Trying to visualise the integral of $1/x$ given division by zero is undefined.

Question

I know the integral of $1/x$ is $\ln(x)$. Now, I also know what these graphs look like visually.

I tried to "add power, divide by new power" and of course it's undefined.

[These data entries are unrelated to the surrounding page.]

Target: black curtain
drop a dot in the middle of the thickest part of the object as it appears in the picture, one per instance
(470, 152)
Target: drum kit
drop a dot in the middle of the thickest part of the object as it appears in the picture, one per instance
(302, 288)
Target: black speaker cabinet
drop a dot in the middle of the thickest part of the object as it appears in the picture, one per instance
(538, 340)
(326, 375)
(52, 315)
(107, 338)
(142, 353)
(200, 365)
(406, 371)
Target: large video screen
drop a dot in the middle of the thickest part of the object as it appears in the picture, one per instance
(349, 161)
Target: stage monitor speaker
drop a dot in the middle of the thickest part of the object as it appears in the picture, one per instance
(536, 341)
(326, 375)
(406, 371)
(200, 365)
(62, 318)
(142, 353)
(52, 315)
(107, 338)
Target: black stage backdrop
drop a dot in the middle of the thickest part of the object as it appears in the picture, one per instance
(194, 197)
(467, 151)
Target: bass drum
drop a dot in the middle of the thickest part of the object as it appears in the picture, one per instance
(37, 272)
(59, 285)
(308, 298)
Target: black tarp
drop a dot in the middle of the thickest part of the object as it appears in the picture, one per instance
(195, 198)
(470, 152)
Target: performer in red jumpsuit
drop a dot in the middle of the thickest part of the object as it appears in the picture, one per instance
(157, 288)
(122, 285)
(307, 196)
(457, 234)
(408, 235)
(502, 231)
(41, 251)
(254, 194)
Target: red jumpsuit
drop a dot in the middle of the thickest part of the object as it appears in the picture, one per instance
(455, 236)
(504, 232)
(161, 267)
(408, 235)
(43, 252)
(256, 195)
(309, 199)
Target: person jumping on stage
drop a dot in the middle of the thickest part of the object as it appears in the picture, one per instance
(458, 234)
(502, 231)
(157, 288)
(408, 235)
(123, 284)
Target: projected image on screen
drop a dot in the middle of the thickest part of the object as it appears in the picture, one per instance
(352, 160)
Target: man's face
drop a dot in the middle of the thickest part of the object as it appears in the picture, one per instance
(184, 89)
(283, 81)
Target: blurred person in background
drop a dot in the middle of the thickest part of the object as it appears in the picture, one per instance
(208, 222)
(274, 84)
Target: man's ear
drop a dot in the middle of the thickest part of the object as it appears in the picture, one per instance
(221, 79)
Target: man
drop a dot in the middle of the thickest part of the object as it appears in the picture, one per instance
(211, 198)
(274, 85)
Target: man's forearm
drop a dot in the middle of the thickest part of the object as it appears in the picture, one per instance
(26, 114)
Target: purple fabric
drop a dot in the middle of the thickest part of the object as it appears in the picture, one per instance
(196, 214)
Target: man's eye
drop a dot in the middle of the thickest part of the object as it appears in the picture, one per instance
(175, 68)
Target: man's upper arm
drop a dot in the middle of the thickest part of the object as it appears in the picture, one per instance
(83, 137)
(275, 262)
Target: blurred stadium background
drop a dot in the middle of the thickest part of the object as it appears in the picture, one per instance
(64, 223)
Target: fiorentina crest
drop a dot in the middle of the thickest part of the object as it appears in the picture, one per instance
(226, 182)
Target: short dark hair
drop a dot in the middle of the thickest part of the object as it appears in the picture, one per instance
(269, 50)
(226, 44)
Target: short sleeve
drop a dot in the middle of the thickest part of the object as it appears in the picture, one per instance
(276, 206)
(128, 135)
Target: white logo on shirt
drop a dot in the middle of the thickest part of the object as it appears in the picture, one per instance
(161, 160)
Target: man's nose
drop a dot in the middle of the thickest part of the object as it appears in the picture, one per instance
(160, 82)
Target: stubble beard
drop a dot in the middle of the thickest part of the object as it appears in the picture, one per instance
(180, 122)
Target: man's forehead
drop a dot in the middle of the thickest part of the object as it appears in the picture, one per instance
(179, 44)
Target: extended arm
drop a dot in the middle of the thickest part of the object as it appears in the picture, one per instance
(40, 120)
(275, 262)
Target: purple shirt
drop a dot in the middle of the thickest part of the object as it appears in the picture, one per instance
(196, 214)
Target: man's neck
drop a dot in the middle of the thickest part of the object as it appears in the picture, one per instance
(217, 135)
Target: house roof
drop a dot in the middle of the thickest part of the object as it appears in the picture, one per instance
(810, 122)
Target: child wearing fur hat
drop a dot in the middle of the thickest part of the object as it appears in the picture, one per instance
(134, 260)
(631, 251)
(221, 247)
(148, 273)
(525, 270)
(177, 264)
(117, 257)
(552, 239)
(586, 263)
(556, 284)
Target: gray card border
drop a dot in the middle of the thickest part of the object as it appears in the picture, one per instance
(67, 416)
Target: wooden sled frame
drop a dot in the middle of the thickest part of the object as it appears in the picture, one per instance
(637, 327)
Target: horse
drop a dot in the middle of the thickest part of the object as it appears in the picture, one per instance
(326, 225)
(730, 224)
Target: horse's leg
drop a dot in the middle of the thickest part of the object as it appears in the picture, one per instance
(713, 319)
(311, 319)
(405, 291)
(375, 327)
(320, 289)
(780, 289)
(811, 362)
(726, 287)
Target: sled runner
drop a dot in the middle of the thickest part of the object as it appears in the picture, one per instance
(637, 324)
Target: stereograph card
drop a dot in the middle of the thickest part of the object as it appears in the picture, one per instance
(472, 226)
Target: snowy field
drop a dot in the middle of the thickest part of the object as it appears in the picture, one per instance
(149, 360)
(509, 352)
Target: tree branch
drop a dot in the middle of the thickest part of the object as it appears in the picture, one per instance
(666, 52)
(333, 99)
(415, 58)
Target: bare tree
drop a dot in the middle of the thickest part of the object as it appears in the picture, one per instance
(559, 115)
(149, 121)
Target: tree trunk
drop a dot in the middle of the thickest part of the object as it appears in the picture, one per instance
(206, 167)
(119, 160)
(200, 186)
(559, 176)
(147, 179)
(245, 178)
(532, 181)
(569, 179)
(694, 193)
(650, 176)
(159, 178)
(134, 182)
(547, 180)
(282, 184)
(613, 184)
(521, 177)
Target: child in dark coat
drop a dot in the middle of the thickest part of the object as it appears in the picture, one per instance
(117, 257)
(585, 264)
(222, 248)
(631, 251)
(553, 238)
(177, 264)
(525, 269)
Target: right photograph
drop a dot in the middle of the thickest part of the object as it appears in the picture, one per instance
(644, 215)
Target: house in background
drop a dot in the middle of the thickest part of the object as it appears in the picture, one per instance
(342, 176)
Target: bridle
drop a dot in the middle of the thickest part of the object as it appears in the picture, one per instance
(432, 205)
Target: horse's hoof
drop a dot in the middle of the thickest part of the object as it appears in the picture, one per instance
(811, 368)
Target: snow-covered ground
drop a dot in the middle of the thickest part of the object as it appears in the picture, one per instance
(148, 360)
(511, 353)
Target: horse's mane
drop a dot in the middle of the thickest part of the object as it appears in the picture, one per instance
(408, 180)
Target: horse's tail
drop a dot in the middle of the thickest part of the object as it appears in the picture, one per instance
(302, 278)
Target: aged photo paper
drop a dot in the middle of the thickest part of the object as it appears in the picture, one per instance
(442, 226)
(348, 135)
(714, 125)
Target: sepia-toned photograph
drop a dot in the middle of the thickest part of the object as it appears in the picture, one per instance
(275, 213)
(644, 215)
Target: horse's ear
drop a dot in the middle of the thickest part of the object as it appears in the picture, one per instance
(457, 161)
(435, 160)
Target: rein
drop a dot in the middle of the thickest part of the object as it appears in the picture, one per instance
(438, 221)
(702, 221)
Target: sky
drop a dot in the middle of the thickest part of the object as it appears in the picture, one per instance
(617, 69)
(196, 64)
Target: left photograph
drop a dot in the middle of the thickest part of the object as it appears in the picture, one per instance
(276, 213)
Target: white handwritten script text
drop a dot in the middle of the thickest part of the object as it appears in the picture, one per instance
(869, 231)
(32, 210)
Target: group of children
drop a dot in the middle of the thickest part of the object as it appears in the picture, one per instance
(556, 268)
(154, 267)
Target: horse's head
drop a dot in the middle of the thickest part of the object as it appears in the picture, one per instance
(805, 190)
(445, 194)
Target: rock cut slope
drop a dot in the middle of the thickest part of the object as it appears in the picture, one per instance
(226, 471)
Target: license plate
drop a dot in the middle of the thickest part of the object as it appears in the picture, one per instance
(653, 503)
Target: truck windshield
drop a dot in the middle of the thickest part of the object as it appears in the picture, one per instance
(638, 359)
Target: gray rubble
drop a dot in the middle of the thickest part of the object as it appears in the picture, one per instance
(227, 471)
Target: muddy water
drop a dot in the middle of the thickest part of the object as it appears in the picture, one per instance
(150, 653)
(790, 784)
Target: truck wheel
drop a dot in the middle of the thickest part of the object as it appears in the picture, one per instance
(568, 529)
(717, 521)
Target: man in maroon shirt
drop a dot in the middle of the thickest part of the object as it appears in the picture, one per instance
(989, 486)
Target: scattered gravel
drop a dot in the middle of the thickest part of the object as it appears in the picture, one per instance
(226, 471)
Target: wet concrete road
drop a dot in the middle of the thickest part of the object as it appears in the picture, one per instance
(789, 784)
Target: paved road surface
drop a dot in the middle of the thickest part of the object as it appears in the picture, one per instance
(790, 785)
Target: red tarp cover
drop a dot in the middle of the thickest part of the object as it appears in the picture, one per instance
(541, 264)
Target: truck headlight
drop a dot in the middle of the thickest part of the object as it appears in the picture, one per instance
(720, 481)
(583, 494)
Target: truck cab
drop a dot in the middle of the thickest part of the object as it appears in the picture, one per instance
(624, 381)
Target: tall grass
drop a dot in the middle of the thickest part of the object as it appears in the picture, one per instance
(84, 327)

My logic was to consider $x^{-1.1}$ and $x^{-0.9}$ whos integrals are $\frac{-x^{-0.1}}{0.1}$ and $\frac{x^{0.1}}{0.1}$. And then visualise that $\ln(x)$ is inbetween and therefore the integral of $1/x$. When I plot $\frac{-x^{-0.1}}{0.1}$ and $\frac{x^{0.1}}{0.1}$ I do not get much resembalence to $\ln(x)$, why is this? And can anyone follow my thoughts and help me show, visually, that the curve of the integral of $1/x$ is $\ln(x)$? Thanks.

Answer 1

As I pointed out in a comment, you considered the wrong secong graph. Here are how the three graphs look in the interval $(0,5]$.

As you can see, they compare quite closely.

Answer 2

Your logic isn't so crazy: you think $x^{-1.1}$, $x^{-1}$ and $x^{-0.9}$ behave very similarly so you expect their anti-derivatives to do the same.

Take a look at the plots of these three functions: they are indeed very similar.

The problem with taking 'an' anti-derivative (based on the standard table: the power rule for $x^a$ with $a \ne -1$ and $\ln x$ for the other one) is that you make an implicit choice in the contant of integration and this may prevent you from getting the graphs you expect.

You can take a specific anti-derivative, e.g. by forcing all of them to go through $(1,0)$ for easier comparison. For $\ln x$, without an extra constant of integration, this is the default but for the other two it requires a different constant of integration. Note that you can also find them via: $$\int_1^x t^{-1.1} \,\mbox{d}t = 10-10x^{-0.1} \quad\mbox{and}\quad \int_1^x t^{-0.9} \,\mbox{d}t = -10+10x^{0.1} $$ So we have:

• $\left( \color{blue}{10-10x^{-0.1}} \right)' = x^{-1.1}$
• $\left( \color{blue}{\ln x} \right)' = x^{-1}$
• $\left( \color{blue}{-10+10x^{0.1}} \right)' = x^{-0.9}$

Now compare the graphs of the three functions in blue above; I guess this is close(r) to what you were expecting?